Its altars are our homegrown orchestras

And the high priest is its bandoneón.

I want to feel myself chained and locked in

As though in the jailhouses of my pain,

Guarding in silence that half of my soul that

Abides as a secret only two know.

 

Se arrastran los compases compadrones
Del tango que se adueña de tu fibra,
El roce de tus rulos en mis sienes
Derá la extremaunción de mi agonía.
Te invito a penetrar en este templo
Donde todo el amor lo purifica,
Viviremos los dos el cuarto de hora
De la danza nostálgica y maligna.

When they drag us in, the voluptuous beats of

The tango, as they take possession of your spine,

The graze of your hairy curls on my temples

In my agony will deliver me the last rites.

Come with me into the recesses of this temple

Where the ceremony of love will purify all,

And together we'll have our quarter hour

Of this dance most nostalgic and malignant.

Claudio Frollo was a lawyer who wrote a legal encyclopedia and founded a law journal as well as writing lyrics. Fernando Randle was a pianist-composer with whom he collaborated on a handful of tangos in 1929-'30. Although dancers know the Enrique Rodríguez version of Danza maligna with the singer Armando Moreno, it was first recorded by Azucena Maizana, an imaginative, vocally nimble artist known for dressing as a gaucho.

Imperio Argentina would record the song only a year later accompanied by a simple but powerful guitar, thus giving us two strong interpretations by women a decade before Rodríguez's dance version.

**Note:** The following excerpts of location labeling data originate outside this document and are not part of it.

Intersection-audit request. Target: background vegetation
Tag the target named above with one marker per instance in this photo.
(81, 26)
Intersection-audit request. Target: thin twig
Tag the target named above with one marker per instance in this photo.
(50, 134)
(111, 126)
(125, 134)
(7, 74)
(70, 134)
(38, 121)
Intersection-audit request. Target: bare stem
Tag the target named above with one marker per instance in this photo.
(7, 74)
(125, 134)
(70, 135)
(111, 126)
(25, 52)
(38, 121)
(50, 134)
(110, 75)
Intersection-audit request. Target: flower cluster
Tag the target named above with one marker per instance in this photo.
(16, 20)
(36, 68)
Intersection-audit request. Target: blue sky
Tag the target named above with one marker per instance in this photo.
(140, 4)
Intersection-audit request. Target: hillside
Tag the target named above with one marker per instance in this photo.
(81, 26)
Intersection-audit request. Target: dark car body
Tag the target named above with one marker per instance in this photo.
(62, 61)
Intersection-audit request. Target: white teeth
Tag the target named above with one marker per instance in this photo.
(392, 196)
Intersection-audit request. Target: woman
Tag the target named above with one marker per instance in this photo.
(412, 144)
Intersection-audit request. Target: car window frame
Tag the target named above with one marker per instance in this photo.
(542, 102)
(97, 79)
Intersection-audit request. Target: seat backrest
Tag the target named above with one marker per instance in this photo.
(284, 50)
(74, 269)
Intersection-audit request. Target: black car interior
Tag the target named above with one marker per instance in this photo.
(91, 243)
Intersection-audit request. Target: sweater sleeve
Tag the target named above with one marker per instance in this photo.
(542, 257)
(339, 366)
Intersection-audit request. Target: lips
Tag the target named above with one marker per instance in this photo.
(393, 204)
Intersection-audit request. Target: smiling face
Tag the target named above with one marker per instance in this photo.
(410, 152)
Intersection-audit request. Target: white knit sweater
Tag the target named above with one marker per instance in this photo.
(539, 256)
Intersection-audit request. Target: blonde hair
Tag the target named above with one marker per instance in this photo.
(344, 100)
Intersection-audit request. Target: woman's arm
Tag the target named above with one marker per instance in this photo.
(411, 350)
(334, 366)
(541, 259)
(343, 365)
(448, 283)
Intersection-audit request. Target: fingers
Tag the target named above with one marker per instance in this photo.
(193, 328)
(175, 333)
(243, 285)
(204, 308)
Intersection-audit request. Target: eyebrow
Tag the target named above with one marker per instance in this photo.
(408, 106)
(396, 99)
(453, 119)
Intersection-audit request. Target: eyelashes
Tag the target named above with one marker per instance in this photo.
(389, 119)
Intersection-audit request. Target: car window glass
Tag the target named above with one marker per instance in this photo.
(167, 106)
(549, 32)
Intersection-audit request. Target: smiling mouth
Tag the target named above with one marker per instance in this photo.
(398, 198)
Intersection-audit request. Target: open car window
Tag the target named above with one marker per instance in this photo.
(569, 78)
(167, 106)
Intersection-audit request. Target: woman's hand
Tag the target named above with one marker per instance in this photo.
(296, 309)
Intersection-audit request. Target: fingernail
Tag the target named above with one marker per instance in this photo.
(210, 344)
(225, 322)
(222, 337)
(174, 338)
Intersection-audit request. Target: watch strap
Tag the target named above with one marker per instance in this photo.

Maizani and Argentina recorded all of the stanzas. The Rodriguez-Moreno leaves off the final, its ominous import subsumed in the very sort of orchestral music represented in the lyrics. In that way, it could be said to "realize" the song. Here it is danced by Geraldine Rojas and Javier Rodríguez at the legendary Niño Bien milonga in Buenos Aires.

Notes

Despite numerous final or next-to-last vowels that echo each other, this letra does not have obvious end rhymes. Religión and bandoneón stand out in the second stanza; even at that, the rhyme is only on the last syllables and doesn't reflect a pattern. I’ve retained the Spanish since the words are recognizable to an English speaker, as well as keeping El tango in the same sentence. This gives the cultural claim its due and suggests something above the ordinary, sacred or holy, like Latin in the old masses. Orquestas criollas is not self-explanatory and needed to be translated. Criolla/o has a special resonance in the Spanish-speaking Americas, representing the aesthetic of a colonized continent, a mix of European, African, Indigenous, and Asian heritages. “Creole” is an English synonym but too linked to francophone cultures to work in this context. I passed on “New World” as Eurocentric; “autochthonous” belongs in a graduate thesis; "mixed" lacks a link to the soil; so I settled on “homegrown.” The first and last stanzas have an interesting reference to the couple dancing together for a quarter hour. Renée suggested a possible relation to the Spanish expression tener un cuarto de hora, which implies a moment in the sun, akin to the Warholian “fifteen minutes of fame.” It's an appealing nuance that I’ve tried to hint at.